Langlands and Bell: air routes of Britain (day & night)


Maps invite the imagination across them by text as much as any other element. The reader of maps might be nostalgic for a street in Beijing that contains memories of a university, a particular restaurant in an adjoining alley, a phrase spoken by another human being there, and the term 'Zhonghua Rd', properly situated, will give rise to these... His eye might pursue a rail line across Eastern Europe with anticipation, and names like Warsaw, Sarajevo, Zagreb, pregnant with associations, with dreams, will increase his excitement ... but in this diptych text is totally absent.
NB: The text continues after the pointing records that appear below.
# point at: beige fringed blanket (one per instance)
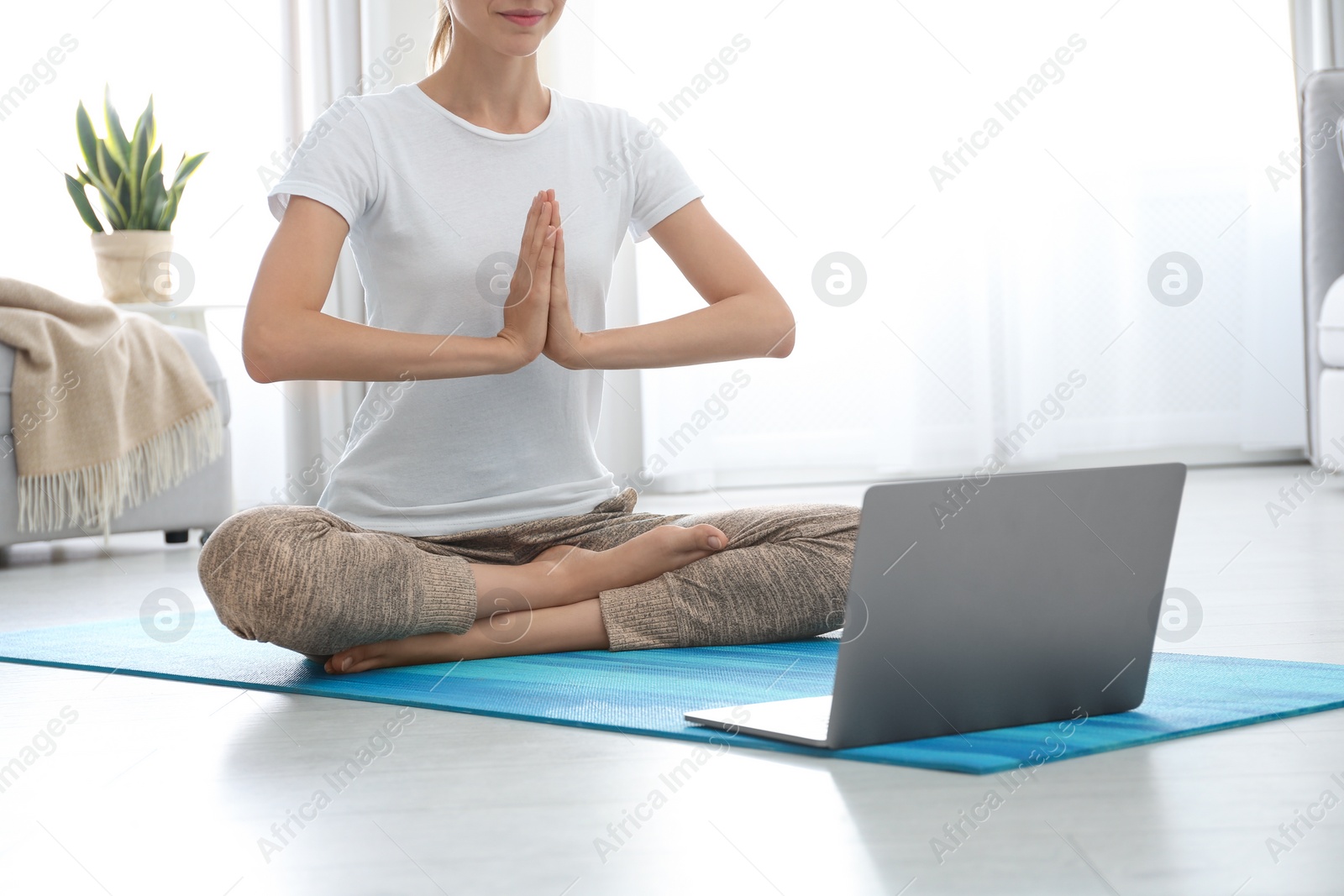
(108, 409)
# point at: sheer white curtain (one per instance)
(1079, 235)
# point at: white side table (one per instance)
(192, 315)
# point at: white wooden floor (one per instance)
(165, 788)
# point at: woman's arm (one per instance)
(746, 316)
(288, 338)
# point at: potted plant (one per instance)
(136, 202)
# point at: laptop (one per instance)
(990, 602)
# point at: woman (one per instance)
(472, 517)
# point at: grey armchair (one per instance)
(201, 501)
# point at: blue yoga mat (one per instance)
(645, 692)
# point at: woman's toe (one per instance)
(709, 537)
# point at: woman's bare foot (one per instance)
(566, 574)
(544, 606)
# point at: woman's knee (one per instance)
(255, 569)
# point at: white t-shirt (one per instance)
(436, 208)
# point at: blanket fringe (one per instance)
(100, 493)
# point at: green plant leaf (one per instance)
(152, 168)
(170, 210)
(118, 144)
(136, 170)
(107, 188)
(124, 195)
(107, 168)
(87, 139)
(155, 201)
(81, 201)
(187, 167)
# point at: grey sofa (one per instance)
(201, 501)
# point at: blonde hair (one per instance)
(443, 36)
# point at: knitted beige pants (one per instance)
(309, 580)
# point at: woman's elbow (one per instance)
(783, 329)
(259, 354)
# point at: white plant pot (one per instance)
(123, 255)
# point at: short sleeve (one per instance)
(662, 184)
(335, 164)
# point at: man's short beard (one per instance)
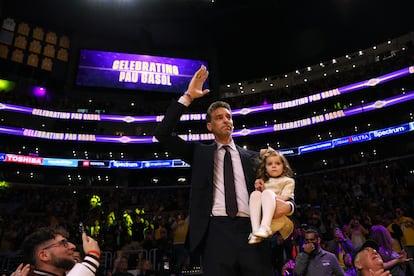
(64, 263)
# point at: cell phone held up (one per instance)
(81, 228)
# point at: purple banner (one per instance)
(136, 72)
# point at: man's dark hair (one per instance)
(31, 243)
(214, 106)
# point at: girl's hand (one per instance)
(259, 185)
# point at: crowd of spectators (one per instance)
(128, 220)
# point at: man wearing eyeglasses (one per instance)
(49, 253)
(315, 261)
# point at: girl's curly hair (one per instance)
(264, 154)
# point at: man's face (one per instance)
(221, 124)
(367, 259)
(311, 238)
(59, 253)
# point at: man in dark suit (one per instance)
(221, 239)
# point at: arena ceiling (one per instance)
(249, 38)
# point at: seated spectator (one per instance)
(349, 268)
(48, 252)
(367, 260)
(394, 261)
(121, 267)
(314, 261)
(340, 245)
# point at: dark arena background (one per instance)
(330, 85)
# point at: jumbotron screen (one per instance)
(135, 72)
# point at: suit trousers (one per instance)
(227, 252)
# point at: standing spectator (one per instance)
(407, 227)
(393, 261)
(357, 231)
(165, 248)
(180, 230)
(314, 261)
(340, 245)
(216, 232)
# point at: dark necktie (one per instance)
(229, 188)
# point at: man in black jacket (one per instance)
(222, 240)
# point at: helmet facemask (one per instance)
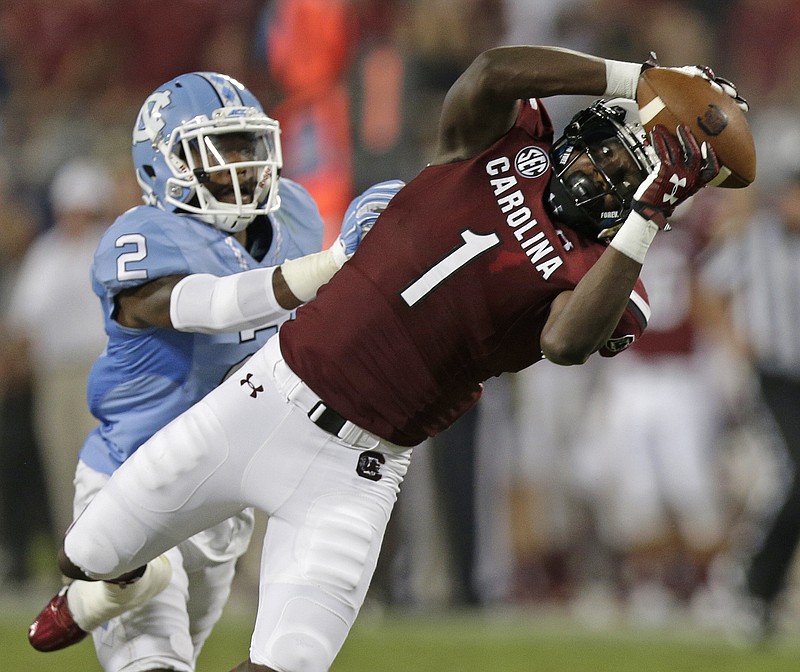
(203, 146)
(229, 164)
(597, 166)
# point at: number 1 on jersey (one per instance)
(474, 244)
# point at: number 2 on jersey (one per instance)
(474, 245)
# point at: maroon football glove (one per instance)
(684, 167)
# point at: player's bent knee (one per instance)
(69, 568)
(300, 652)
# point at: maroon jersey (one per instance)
(452, 286)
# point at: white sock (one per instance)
(92, 603)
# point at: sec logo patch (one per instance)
(532, 162)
The untutored reader perceives a nexus of points without orientation or designation, and with no hierarchy but the varying size of the points he guesses are cities - a compass rose, or even a mark of orientation, would be inappropriate. The map describes a system that requires a tremendous amount of energy and a great degree of chance (a plane may or may not fly as scheduled, it may be hijacked, delayed for mechanical reasons, or the airline might go broke - where a mountain is almost always comelled to appear where a map suggests)... yet rendered in abstract lines and dots the reader is paradoxically made to feel secure and utterly lost at the same time. The map possesses a cold beauty that seems to remove the human element in a very human activity. Perhaps the beauty comes from 21st century Man's desire to be both irresponsible and safe, away and at home. Perhaps it is the beauty of distance, the same we perceive looking from a high point across the changing faces of a city at night, not comprehending any of the abstract signs.
L&B say they are interested in the feedback between man and his creations. Here there is no static. No noise. A series of accidents seems to have become inevitable. The air travel of the British Isles is a perfect system in this map. Man feels neither precedence nor power over the system.

Monday, November 19, 2007

Tourism


The tourist distorts the landscape he visits, finds buildings and industries made in his own image, thus he travels nowhere… For the tourist everywhere is nowhere. For the tourist every plane is a mirror.